Additionally, EPA requires the establishment of maximum residue limits, which EPA calls tolerances, or exemptions from the requirement of a tolerance for all pesticides intended for use in a manner that may result in residues in food or feed.
* indicates exempt active ingredients that are also exempt from pesticide residue tolerance requirements
|Castor oil (U.S.P. or equivalent)*||Linseed oil|
|Cedar oil||Malic acid|
|Cinnamon and cinnamon oil*||Mint and mint oil|
|Citric acid*||Peppermint and peppermint oil*|
|Citronella and Citronella oil||2-Phenethyl propionate (2-phenylethyl propionate)|
|Cloves and clove oil*||Potassium sorbate*|
|Corn gluten meal*||Putrescent whole egg solids|
|Corn oil*||Rosemary and rosemary oil*|
|Cottonseed oil*||Sesame (includes ground sesame plant) and sesame oil*|
|Dried Blood||Sodium chloride (common salt) *|
|Eugenol||Sodium lauryl sulfate|
|Garlic and garlic oil*||Soybean oil|
|Geraniol*||Thyme and thyme oil*|
|Geranium oil||White pepper|
|Lauryl sulfate||Zinc metal strips (consisting solely of zinc metal and impurities)|
Products Intended for the Control of Public Health Pests Must Be Effective
EPA received a petition from the Consumer Specialty Products Association (CSPA) dated March 15, 2006, requesting that the Agency exclude from the minimum risk pesticide exemption those pesticides that claim to control “pests of significant public health importance” and require an abbreviated registration for minimum risk products that are to be used for the control of public health pests. On September 13, 2006, EPA published in the Federal Register a Notice of Availability and Request for Comments on the petition allowing a 60-day comment period. On December 6, 2006, EPA reopened the comment period for an additional 30 days at the request of CropLife America. During the public comment period, the Agency received approximately 60 comments, both in support of and in opposition to the petition.

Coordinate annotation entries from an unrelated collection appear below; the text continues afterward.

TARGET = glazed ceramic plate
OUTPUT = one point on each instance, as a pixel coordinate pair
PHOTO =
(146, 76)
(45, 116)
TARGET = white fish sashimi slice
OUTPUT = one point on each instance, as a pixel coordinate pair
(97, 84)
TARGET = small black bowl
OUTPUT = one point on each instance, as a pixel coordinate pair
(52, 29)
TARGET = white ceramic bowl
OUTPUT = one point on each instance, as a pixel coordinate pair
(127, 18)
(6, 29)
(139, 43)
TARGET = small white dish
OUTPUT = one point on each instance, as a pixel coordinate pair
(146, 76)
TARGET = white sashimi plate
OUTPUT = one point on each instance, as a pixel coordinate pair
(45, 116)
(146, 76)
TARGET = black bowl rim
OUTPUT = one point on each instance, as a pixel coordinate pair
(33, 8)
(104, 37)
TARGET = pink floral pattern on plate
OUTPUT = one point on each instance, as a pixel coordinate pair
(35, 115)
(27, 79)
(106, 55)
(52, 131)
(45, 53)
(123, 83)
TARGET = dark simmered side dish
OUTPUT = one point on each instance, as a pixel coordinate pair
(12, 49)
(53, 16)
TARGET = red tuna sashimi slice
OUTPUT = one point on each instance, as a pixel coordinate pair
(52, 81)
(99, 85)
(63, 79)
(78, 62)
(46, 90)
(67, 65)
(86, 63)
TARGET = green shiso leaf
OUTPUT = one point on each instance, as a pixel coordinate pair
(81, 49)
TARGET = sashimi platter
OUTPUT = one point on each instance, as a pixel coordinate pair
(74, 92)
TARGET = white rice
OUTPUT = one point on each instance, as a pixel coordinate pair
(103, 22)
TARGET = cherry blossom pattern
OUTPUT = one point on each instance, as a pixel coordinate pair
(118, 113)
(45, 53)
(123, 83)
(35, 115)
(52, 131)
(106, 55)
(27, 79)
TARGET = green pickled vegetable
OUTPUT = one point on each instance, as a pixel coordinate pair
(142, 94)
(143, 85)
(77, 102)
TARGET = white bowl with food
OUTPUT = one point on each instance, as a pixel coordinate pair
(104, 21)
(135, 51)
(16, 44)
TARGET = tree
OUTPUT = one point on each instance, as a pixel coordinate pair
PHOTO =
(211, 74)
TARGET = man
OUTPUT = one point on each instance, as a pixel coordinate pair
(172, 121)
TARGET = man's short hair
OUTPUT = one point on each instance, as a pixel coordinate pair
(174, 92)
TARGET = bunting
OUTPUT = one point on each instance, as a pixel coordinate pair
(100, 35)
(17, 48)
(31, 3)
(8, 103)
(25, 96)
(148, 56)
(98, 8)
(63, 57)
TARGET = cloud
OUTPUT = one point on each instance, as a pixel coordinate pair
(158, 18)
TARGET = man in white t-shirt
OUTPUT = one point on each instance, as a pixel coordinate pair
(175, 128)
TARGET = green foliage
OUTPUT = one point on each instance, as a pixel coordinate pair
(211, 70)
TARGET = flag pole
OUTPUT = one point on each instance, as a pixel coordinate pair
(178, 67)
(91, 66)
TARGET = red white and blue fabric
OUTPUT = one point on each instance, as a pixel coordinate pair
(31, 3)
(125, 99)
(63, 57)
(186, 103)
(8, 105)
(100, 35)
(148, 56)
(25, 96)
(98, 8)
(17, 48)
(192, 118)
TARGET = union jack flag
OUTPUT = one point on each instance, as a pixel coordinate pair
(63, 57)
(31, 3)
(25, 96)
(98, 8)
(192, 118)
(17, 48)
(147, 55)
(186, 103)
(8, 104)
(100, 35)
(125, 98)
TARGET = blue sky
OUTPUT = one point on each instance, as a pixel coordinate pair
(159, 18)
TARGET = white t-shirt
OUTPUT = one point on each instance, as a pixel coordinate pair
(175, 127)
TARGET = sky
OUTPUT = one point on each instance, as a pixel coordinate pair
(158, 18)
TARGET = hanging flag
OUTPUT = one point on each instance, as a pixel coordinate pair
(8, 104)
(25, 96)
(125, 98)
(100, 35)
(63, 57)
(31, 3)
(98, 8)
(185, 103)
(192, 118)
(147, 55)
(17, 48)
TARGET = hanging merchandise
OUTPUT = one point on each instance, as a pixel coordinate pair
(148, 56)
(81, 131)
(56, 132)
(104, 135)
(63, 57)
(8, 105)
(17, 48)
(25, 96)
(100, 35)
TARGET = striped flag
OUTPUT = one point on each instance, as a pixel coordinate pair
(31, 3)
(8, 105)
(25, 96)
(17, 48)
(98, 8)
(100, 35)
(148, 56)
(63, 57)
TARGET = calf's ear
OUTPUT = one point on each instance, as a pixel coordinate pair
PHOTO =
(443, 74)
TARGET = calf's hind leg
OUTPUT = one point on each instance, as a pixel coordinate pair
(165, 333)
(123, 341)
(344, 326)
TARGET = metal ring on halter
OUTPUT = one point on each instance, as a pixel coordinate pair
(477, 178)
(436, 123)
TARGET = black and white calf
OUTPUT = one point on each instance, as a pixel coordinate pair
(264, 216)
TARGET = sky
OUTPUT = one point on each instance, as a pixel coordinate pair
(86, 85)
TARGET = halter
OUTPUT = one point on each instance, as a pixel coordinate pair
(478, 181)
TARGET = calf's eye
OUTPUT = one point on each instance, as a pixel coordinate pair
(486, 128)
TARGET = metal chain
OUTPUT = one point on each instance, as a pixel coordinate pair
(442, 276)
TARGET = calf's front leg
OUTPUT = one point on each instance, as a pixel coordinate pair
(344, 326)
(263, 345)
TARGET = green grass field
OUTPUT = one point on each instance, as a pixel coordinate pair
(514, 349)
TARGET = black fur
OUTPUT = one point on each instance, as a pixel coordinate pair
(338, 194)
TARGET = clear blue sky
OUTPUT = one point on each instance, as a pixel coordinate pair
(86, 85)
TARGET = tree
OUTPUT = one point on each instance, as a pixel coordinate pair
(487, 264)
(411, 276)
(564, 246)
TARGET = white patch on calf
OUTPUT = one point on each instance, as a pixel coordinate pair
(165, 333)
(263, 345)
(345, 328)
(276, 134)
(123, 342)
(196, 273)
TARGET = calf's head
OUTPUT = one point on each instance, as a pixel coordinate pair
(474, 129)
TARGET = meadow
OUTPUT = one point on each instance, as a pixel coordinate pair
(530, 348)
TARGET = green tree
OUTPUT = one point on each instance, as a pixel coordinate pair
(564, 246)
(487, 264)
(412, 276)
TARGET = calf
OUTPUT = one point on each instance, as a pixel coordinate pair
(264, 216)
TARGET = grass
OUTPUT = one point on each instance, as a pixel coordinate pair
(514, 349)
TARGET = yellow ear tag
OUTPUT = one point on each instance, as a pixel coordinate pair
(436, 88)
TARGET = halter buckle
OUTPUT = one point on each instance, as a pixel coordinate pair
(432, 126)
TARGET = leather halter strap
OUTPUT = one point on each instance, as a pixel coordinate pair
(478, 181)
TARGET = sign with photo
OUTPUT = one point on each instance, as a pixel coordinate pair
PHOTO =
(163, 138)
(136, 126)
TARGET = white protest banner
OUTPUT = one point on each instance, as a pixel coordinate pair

EPA has analyzed the comments on the petition and concluded that public health products must be supported by evidence that they are effective against the target pest. EPA is now looking at options to ensure that minimum risk public health pesticides that are otherwise exempted from regulation are effective. CSPA’s letter of June 11, 2007, (6 pp, 3.45 MB, about PDF) suggested that EPA engage in expedited rulemaking, including promulgating an interim final rule without notice and comment. EPA’s response letter (2 pp, 25 K, about PDF) responds to that letter as well as the March 15 petition.